Fernando watched the shadows play over the clapboard walls, chinked with cracked clay, packed with moss and palm floss. In the flicker of the oil lamp, the shadows bent and twisted, undulating salacious and sinister over the racks of dried herbs, the grubby tallow candles, the rough-hewn shelves of bones and beads and carved icons, the yawning seed husks and glowing amulets, the murky vials of potions and jars of insect wings, the clusters of tin crosses and the painted faces of the saints, sunken into the warped wood in the heat and the damp like byzantine murals in a chancel defaced and long abandoned.

Low and dirgelike, indigenous chanting punctuated the susurrus quiet. Fernando groaned and threw his arm over his face. The clamminess of his skin cooled his swollen eye for a blissful moment. His entire body felt like one huge bruise, a shank of meat pummeled out, beaten down to the bone.
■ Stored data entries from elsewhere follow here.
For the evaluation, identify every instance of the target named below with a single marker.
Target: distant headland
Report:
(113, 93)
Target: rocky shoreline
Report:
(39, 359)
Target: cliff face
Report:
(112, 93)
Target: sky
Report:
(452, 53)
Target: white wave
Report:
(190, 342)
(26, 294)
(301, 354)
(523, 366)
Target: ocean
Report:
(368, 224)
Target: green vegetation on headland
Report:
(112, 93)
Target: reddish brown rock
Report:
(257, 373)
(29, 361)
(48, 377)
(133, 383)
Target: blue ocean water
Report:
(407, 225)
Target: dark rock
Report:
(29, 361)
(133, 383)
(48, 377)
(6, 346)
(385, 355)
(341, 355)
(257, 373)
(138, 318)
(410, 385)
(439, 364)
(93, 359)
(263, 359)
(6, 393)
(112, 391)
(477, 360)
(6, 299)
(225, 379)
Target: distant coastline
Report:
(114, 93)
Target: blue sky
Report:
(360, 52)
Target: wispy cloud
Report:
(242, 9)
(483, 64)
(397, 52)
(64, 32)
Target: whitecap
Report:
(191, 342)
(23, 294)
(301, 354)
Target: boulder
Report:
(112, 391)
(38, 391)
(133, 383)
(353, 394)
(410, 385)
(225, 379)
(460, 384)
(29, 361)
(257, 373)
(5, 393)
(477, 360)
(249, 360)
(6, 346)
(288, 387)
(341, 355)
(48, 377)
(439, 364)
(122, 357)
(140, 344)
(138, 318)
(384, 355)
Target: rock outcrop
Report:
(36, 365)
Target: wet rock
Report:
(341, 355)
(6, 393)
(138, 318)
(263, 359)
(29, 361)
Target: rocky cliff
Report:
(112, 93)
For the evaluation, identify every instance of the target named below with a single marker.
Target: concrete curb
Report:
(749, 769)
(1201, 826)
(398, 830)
Strong scents stung his nose, herby and acrid. Almost caustic in their pungency. He pushed himself up by the elbows. He dragged himself up the cot to sit at a haggard recline. Nearby at the table, littered with bits of pumice stone, trimmed plant parts, dishes of colored pastes and little earthen jars, his grandmother chanted still. She stirred at a clay pot with a stout wooden spoon. With her brown spider’s fingers, she sprinkled in a powder that looked like cinnamon but most certainly was not.
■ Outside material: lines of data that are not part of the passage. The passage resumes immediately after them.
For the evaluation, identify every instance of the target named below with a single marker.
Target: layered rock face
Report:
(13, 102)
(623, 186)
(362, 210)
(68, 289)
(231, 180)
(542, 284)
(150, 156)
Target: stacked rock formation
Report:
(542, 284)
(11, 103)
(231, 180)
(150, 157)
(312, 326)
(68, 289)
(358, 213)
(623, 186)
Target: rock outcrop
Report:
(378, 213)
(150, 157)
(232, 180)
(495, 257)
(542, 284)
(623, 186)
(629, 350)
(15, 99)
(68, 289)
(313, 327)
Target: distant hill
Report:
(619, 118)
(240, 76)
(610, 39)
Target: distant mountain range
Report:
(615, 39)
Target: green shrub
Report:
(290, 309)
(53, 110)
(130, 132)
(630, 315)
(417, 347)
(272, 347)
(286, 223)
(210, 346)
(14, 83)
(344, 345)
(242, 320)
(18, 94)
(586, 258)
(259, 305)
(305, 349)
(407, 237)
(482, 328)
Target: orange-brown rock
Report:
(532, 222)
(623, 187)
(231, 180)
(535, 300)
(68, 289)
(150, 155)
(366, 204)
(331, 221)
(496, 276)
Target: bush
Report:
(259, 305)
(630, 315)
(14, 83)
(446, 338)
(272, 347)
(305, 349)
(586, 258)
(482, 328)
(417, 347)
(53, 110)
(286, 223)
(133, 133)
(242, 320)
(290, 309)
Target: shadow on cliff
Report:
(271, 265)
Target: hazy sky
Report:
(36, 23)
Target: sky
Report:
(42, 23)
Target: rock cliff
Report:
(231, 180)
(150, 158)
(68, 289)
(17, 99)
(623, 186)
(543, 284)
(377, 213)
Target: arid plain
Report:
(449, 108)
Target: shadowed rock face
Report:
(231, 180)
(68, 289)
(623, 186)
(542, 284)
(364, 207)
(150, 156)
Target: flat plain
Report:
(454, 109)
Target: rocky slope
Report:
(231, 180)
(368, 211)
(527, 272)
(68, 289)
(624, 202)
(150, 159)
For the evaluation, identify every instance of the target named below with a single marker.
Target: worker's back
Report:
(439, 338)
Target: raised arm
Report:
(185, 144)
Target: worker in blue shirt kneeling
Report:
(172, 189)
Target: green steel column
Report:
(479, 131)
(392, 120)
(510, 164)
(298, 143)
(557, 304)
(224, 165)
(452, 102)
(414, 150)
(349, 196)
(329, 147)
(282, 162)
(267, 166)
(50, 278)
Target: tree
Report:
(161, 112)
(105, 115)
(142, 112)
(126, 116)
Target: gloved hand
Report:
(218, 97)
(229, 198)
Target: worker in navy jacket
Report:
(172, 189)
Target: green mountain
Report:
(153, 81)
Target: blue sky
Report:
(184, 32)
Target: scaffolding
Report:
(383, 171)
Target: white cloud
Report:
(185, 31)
Fernando pinched at the puffed bridge of his nose. “Abuela,” he said, “what is that?”

“A seeing-draught,” the old woman answered, still humming and stirring. “For opening the inner eye to the spirit world. I saw myself making it in a dream.”

To Fernando it smelled a lot like mezcal.

“It is a dangerous thing,” she went on in a warning tone, “to invoke this second sight. Men have gone mad looking beyond the plane. But the danger that lurks here is greater. Better not to be left blind when it strikes.”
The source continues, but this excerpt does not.